Since publication of the recent reviews (2000-2004), several important developments have altered the context of post-wildfire seeding:
- Areas of high-severity forest fires have increased by as much as an order of magnitude in the Intermountain West, including mega-fires such as the Hayman (CO) and Rodeo-Chediski (AZ). Climate projections consistently indicate that trends in increasing size and severity of wildfires will continue (McKenzie et al. 2004).
- Severe burning up to and within urban areas has presented new challenges for post- fire rehabilitation, for instance in the Cerro Grande fire, Los Alamos (NM).
- Scientific studies of post-wildfire seeding and plant community interactions have increased dramatically since 2000, with an extensive body of developing knowledge on the use of native seeds as well as the ecological consequences of non-native seeding.
- Signing of Executive Order 13112 establishing the National Invasive Species Council to prevent the introduction of invasive species and provide for their control and to minimize the economic, ecological, and human health impacts that invasive species cause.
- Burned Area Emergency Rehabilitation (BAER) teams and agency staff have shifted from relying on non-native species to native species, allocating substantial sums for native seed mixes in the hopes of fostering post-fire environments characterized by native plant communities that are well-adapted to these habitats and resilient to further disturbance (Wolfson and Sieg, in review).

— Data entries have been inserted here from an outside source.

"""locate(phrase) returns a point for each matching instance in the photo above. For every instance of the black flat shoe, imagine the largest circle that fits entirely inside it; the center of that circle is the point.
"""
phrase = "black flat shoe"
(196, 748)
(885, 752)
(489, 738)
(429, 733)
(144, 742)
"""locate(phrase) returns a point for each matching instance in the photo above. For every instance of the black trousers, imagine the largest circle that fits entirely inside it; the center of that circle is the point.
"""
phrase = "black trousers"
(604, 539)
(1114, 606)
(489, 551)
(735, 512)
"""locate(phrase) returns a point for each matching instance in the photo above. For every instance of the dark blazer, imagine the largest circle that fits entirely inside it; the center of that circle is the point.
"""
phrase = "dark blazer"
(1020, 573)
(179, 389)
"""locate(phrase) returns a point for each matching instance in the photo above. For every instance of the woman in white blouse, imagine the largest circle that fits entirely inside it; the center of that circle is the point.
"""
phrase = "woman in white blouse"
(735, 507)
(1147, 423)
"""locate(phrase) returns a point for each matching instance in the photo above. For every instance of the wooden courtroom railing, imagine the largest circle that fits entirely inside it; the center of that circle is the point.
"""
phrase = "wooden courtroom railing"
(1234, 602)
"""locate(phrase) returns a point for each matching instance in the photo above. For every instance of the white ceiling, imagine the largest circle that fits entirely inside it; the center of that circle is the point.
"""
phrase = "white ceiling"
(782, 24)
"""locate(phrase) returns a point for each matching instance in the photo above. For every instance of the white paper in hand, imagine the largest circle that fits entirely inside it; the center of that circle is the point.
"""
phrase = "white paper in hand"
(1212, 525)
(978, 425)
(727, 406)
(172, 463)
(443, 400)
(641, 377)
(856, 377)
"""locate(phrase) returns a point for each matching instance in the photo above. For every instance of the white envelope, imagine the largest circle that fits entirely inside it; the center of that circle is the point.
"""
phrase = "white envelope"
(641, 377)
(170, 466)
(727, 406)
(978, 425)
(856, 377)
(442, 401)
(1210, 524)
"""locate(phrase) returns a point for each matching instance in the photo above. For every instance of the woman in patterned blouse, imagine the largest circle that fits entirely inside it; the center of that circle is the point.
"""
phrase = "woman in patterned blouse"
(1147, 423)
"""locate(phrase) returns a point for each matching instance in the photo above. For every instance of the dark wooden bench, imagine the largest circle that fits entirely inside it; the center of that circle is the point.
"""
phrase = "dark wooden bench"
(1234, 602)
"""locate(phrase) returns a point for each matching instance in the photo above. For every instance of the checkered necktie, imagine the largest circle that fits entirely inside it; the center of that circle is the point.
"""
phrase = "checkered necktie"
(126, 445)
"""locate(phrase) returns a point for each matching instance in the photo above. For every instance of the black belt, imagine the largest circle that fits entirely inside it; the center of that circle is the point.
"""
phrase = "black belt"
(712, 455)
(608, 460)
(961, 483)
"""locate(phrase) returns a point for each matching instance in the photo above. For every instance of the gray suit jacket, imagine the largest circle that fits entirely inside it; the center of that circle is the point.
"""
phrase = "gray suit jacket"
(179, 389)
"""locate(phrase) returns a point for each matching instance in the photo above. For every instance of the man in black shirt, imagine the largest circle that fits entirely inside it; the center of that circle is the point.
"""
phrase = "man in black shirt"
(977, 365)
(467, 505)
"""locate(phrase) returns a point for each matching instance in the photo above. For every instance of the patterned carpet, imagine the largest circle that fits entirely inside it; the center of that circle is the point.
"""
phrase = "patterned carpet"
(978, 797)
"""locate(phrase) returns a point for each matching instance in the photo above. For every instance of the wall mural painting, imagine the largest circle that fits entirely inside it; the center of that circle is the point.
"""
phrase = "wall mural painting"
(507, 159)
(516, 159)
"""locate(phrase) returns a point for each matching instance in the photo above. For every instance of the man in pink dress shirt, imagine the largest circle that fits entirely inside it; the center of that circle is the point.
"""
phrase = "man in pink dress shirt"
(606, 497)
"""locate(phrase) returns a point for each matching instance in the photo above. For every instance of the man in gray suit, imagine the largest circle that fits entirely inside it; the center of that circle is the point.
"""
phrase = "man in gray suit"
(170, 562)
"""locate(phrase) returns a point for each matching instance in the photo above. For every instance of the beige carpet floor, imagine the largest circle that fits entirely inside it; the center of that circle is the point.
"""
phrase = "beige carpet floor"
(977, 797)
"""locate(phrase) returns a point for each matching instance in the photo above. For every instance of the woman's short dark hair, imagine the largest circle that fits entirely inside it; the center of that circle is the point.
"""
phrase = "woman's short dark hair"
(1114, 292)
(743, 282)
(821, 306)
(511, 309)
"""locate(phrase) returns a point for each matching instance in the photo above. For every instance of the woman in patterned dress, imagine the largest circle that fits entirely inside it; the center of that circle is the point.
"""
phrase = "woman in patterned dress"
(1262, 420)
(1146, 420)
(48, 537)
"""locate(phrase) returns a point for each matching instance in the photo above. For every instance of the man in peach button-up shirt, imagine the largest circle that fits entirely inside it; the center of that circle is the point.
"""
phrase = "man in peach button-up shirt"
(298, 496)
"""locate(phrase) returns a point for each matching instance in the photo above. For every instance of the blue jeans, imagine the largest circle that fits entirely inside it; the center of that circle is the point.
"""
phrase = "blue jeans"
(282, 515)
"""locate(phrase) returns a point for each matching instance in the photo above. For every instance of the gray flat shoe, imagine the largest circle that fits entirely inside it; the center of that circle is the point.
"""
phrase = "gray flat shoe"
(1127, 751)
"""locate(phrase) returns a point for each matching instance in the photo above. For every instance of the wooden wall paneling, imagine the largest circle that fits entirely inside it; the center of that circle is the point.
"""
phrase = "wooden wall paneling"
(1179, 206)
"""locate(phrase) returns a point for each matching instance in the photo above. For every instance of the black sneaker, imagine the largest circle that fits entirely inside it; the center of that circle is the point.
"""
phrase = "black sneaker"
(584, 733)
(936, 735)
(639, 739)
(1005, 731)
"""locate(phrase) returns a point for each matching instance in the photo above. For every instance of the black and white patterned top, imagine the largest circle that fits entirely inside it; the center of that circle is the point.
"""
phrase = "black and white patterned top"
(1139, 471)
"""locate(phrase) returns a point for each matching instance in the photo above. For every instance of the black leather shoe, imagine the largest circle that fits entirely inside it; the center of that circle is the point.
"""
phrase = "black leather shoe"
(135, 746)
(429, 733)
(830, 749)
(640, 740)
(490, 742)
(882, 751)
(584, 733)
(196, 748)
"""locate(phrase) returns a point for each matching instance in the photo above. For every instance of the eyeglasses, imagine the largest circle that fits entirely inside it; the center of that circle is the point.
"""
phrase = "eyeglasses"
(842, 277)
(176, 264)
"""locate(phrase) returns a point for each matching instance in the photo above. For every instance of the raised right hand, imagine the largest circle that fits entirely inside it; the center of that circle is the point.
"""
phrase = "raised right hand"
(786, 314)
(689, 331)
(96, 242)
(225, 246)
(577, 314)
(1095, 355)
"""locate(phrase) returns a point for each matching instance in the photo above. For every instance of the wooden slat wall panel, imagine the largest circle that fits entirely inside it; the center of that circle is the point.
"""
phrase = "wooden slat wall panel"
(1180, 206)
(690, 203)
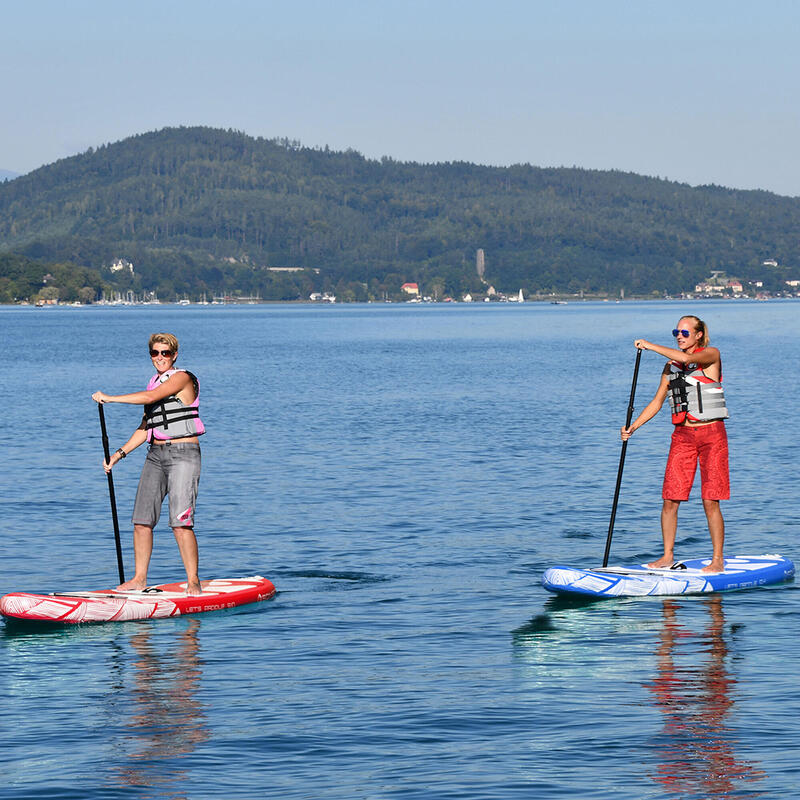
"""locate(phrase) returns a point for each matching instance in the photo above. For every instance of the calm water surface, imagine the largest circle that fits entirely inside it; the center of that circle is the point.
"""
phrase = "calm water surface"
(404, 475)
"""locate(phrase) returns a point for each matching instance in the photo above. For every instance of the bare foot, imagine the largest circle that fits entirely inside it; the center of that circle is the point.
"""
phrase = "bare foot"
(133, 585)
(663, 563)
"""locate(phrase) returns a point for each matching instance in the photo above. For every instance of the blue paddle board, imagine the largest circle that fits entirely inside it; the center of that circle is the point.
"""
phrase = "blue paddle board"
(684, 577)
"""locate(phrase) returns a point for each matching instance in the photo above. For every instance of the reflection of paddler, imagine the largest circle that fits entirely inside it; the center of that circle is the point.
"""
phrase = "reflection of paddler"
(168, 720)
(698, 756)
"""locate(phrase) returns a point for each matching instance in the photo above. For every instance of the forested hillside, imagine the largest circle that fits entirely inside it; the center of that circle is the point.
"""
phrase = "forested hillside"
(204, 210)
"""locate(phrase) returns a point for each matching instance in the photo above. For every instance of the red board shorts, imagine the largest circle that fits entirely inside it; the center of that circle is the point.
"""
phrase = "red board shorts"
(707, 444)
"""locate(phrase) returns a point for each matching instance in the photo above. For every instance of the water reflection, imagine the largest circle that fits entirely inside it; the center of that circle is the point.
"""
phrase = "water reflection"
(694, 691)
(165, 720)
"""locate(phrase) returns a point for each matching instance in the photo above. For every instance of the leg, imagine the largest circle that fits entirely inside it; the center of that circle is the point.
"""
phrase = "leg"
(716, 527)
(187, 544)
(142, 550)
(184, 477)
(669, 527)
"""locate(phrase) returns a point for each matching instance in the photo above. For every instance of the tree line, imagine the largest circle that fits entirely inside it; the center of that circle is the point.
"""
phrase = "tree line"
(207, 210)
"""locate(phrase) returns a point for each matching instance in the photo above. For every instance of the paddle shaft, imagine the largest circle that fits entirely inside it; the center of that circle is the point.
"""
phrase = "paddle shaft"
(622, 460)
(111, 494)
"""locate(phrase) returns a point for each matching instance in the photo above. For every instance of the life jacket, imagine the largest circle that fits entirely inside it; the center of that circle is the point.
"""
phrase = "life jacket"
(693, 395)
(170, 418)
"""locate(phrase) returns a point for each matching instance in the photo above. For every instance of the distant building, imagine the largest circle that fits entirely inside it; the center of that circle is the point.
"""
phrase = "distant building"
(480, 262)
(120, 264)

Because of these striking trends, it is clear that the opening decade of the 21st century has been characterized by a sea change in the scale of severe fires, the scientific information available to support management decisions, and the choices made by managers for post-fire seeding. Our goal in the present review is to develop a practical, complete, and up-to-date synthesis that puts the latest information on burn rehabilitation seeding in the hands of managers and scientists.